Les agriculteurs sont inquiets. Leur syndicat a enregistré une baisse de moitié environ de la main-d’œuvre saisonnière syrienne, qui occupe ordinairement plus de 80 % des emplois de ce secteur. « Chaque année, la main-d’œuvre agricole syrienne arrive au Liban en mars, au début de la saison des récoltes, et repart en hiver, mais, ce printemps, la plupart des ouvriers ne sont pas revenus », déclare Saïd Gédéon, directeur du département agricole de la Chambre de commerce et d’industrie de Zahlé. En cause, les nouvelles mesures relatives à l’entrée et au séjour des ressortissants syriens, que la Sûreté générale impose depuis début janvier pour tenter d’absorber le choc démographique lié à l’afflux de réfugiés. Désormais, seuls ceux qui peuvent justifier des raisons de leur séjour (tourisme, travail, études, etc.) obtiennent un visa d’entrée. Ceux qui souhaitent travailler doivent en outre, comme tout étranger, obtenir un permis de travail ; une condition à laquelle ils échappaient jusque-là de manière coutumière. Quant au statut de réfugié politique, il est désormais attribué au cas pas cas, en coordination avec le Haut-Commissariat des Nations unies pour les réfugiés (HCR). « Le ministère des Affaires sociales assure que l’entrée au Liban sera accordée pour les cas humanitaires extrêmes, ce qui soulève des préoccupations concernant le grand nombre de réfugiés qui peuvent se voir refuser l’accès au Liban », soulignait l’ONG Amnesty International dans un communiqué diffusé le 6 janvier. En cause aussi, la difficulté de puiser dans le vivier des réfugiés présents sur le territoire libanais. « Depuis les nouvelles directives de janvier 2015, un réfugié syrien enregistré au HCR devant renouveler son permis de séjour doit fournir un acte notarié dans lequel il s’engage à ne pas travailler », explique Dana Sleiman, porte-parole du HCR au Liban.

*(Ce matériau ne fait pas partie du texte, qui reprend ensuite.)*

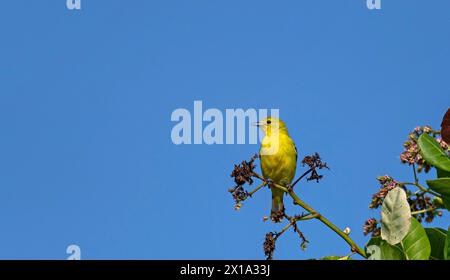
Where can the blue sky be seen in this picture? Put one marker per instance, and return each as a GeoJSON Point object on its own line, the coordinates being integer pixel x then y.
{"type": "Point", "coordinates": [86, 96]}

Selon un rapport de l’Organisation internationale du travail (OIT), 24 % des réfugiés syriens travaillaient dans le secteur agricole en 2013, 90 % d’entre eux exerçant déjà dans ce secteur avant la crise syrienne. On ignore si cette part a diminué depuis. Baisse immédiate des entrées

Les effets des durcissements à la frontière ont été immédiats : selon les chiffres de la Sûreté générale, les entrées de ressortissants syriens au Liban sur les deux premiers mois de l’année ont baissé de 73 % par rapport à la même période, l’année précédente, et de 43 % par rapport aux deux mois antérieurs. Sur la même période, les inscriptions de Syriens auprès du HCR ont quant à elles chuté de près de 80 % en glissement annuel. Outre le risque de pénurie de main-d’œuvre saisonnière, les agriculteurs se plaignent aussi d’un impact sur leurs coûts. Selon Saïd Gédéon, la raréfaction des ouvriers agricoles – les Libanais ne sont plus une alternative depuis longtemps en raison du niveau de leur paie – a entraîné une augmentation du salaire des saisonniers de plus de 25 %. « Ils atteignent parfois 40 000 livres par jour contre 10 000 à 20 000 livres auparavant », confirme Antoine Howayek, président du syndicat des agriculteurs au Liban. À cela s’ajoutent les coûts directement liés à la régularisation : il faut compter 120 000 livres par an pour un permis de travail et au moins 400 000 livres pour la carte de séjour. Des sommes que les journaliers peuvent difficilement assumer eux-mêmes. Enfin, cette régularisation impose de nouvelles obligations juridiques à une activité qui n’est traditionnellement pas régie par le code du travail, mais par le code des obligations et des contrats, bien plus souple en la matière. « Aujourd’hui, un ressortissant syrien voulant se régulariser doit avoir un garant, son employeur, qui est son responsable légal pour une période de six mois », explique-t-on au ministère du Travail. Une application de la kafala que le syndicat demande au ministère de reconsidérer : « Ce système de responsabilité légale de l’employeur est incompatible avec le travail saisonnier, car cet emploi n’est pas formalisé et porte sur de courtes périodes. Le producteur ne peut pas se porter garant pour une durée de six mois dans ces conditions. » De son côté, le ministère du Travail assure que les permis de travail sont octroyés plus facilement dans certains secteurs comme la construction, l’agriculture ou des services de gardiennage. Il reste cependant intraitable sur le principe : l’embauche d’un travailleur étranger sans permis de travail est passible d’une amende de 2 500 000 livres libanaises. Mais avec moins de 30 inspecteurs du travail dans tout le Liban, les contraventions risquent d’être difficiles à recenser…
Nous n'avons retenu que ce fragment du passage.